Within the Yale linguistics department, we have been engaged in a number of efforts to encourage and support the involvement of people of diverse backgrounds in the life of our community. As part of these efforts, we have begun to reflect on the iconography in our physical spaces, where for the last several years, we have showcased pictures of philologists and linguists who spent time at Yale in the 19th and early 20th centuries. While these scholars made outstanding contributions to our understanding of language, we have increasingly felt that they do not represent the ethnic and gender diversity of our current department. Moreover, linguists in our department today carry out research using a variety of approaches and perspectives that did not exist at the time these scholars (primarily philologists, historical linguists, and structural linguists) conducted their work.

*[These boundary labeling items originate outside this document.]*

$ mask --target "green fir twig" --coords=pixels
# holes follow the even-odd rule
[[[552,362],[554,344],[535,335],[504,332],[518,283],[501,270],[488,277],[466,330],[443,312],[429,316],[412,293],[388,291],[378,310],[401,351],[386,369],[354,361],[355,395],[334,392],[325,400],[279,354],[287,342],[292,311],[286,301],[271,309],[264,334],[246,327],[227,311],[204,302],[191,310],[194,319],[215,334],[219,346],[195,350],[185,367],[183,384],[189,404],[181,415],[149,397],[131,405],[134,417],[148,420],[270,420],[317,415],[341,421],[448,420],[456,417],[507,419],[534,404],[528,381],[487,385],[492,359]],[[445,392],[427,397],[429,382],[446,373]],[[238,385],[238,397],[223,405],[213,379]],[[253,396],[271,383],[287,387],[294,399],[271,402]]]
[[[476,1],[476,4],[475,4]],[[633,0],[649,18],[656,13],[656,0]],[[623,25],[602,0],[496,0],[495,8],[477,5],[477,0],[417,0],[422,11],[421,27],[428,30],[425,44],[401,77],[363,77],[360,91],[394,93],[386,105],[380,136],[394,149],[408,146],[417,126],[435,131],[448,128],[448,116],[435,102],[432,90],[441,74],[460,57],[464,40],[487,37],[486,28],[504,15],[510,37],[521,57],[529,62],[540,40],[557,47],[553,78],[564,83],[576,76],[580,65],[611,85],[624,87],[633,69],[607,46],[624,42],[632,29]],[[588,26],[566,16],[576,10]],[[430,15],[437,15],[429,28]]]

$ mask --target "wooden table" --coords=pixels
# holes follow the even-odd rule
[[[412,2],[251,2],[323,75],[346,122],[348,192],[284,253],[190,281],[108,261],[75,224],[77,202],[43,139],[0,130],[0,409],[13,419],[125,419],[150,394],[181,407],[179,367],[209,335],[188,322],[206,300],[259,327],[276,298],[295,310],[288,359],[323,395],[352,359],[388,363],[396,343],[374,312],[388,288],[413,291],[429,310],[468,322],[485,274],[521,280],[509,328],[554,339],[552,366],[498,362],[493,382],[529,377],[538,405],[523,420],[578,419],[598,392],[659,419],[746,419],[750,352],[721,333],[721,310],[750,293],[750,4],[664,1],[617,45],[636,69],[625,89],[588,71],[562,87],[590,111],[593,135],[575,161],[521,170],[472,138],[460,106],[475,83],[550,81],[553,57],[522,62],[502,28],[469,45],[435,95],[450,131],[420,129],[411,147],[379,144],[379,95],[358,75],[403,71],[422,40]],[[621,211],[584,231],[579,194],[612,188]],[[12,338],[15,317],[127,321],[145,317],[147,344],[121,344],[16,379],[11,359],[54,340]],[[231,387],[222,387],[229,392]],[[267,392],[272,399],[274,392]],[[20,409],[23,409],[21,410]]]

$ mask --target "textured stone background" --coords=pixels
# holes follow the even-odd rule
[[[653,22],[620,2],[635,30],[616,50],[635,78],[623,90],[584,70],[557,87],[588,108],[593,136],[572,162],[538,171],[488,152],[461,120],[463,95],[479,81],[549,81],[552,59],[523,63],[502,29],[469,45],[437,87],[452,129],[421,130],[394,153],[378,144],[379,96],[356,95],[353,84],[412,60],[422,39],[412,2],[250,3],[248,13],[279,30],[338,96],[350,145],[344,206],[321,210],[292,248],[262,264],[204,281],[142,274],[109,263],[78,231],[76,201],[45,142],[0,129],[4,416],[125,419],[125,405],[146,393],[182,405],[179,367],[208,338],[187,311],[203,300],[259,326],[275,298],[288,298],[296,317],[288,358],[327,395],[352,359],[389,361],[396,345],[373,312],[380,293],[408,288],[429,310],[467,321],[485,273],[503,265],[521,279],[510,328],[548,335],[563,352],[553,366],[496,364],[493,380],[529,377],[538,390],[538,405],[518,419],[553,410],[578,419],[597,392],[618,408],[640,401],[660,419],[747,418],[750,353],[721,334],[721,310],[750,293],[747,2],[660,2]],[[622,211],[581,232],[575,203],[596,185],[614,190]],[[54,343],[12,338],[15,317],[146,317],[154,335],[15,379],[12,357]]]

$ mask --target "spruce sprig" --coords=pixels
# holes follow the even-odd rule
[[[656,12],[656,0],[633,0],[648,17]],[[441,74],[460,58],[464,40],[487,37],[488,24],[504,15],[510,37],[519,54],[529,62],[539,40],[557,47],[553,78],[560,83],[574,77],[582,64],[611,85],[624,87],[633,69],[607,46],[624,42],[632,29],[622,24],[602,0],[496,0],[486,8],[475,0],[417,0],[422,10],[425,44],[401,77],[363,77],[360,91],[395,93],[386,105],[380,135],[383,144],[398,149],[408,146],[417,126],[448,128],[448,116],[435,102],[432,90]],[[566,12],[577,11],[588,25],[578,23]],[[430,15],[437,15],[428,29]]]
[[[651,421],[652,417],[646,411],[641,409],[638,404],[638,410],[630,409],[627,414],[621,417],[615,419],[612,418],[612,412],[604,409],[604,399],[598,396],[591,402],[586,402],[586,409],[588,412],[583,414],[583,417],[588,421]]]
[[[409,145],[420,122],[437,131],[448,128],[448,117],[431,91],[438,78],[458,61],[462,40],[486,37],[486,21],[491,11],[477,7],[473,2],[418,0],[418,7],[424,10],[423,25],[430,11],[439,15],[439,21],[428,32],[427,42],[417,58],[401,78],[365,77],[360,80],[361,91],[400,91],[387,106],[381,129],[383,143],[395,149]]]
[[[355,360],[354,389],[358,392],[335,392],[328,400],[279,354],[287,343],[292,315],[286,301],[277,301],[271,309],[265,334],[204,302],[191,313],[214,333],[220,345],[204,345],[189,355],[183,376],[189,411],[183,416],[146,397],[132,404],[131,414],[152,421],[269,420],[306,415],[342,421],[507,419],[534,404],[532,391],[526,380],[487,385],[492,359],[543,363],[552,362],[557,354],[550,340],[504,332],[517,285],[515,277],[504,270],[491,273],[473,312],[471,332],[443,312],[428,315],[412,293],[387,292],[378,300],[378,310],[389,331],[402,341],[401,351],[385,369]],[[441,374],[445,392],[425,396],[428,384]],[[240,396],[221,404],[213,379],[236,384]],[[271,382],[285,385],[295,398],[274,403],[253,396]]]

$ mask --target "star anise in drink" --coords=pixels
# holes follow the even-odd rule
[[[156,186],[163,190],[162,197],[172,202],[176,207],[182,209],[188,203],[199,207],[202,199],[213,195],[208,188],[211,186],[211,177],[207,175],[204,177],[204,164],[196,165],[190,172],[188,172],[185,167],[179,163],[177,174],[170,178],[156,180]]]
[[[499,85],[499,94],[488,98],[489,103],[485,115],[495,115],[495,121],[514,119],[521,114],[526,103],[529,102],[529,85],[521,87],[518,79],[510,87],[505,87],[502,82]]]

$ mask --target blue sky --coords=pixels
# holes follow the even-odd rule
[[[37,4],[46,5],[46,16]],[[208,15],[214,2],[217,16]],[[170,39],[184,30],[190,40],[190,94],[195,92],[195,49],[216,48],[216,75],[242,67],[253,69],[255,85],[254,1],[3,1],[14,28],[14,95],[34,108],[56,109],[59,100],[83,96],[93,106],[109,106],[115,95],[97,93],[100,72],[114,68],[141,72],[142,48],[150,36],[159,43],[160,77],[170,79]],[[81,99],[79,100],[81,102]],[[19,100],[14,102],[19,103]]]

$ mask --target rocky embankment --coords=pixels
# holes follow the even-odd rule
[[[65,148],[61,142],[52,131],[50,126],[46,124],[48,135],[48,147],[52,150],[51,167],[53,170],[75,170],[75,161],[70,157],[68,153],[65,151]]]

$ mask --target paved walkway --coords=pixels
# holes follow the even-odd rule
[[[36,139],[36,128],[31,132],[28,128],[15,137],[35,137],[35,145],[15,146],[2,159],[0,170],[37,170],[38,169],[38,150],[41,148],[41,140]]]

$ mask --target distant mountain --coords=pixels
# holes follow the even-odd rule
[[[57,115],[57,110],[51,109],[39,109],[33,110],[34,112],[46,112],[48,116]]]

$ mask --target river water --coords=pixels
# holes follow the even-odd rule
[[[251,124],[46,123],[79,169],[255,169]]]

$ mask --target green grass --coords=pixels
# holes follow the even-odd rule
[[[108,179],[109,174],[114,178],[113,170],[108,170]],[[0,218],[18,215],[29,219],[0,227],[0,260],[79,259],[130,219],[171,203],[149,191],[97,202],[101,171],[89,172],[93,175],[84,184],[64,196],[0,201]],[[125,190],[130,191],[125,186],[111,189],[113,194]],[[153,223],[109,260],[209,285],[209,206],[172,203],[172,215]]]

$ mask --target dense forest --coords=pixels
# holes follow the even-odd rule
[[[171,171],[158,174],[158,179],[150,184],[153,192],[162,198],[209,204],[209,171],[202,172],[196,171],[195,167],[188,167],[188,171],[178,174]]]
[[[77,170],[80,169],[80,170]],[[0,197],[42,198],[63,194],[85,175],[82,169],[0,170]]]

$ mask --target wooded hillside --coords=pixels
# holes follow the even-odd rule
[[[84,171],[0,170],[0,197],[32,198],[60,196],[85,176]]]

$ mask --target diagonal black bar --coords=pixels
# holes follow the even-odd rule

This topic arose during departmental climate conversations held in the fall of 2014 as part of a larger Graduate School initiative. In 2015-2016, we specifically began to discuss the ways in which we could update the existing iconography to remedy the mismatch in gender, ethnicity, and approach to the study of language, and in so doing, to create an environment that would better characterize our current department and foster an atmosphere of inclusiveness. In the spring of 2016, in part spurred on by broader campus conversations about the decision to retain the name of Calhoun College, a few members of the department posted a list of named rooms, which garnered significant attention through social media.

This gave us the opportunity to discuss these issues at the departmental level, where it was decided that we would revise the list of honorees to accommodate input from all members of the department. We formed a committee that managed this revision process and had placards made and installed on six common rooms in our department.

We are pleased to announce that these rooms are now named for Catherine Browman, Fidelia Fielding, Mary Haas (PhD ’35), Osvaldo Jaeggli (BA ’76), Edward Sapir, and Kay Williamson (PhD ’64). Our page about this naming initiative includes photos and short biographies about each one, as well as a fuller description of our selection process.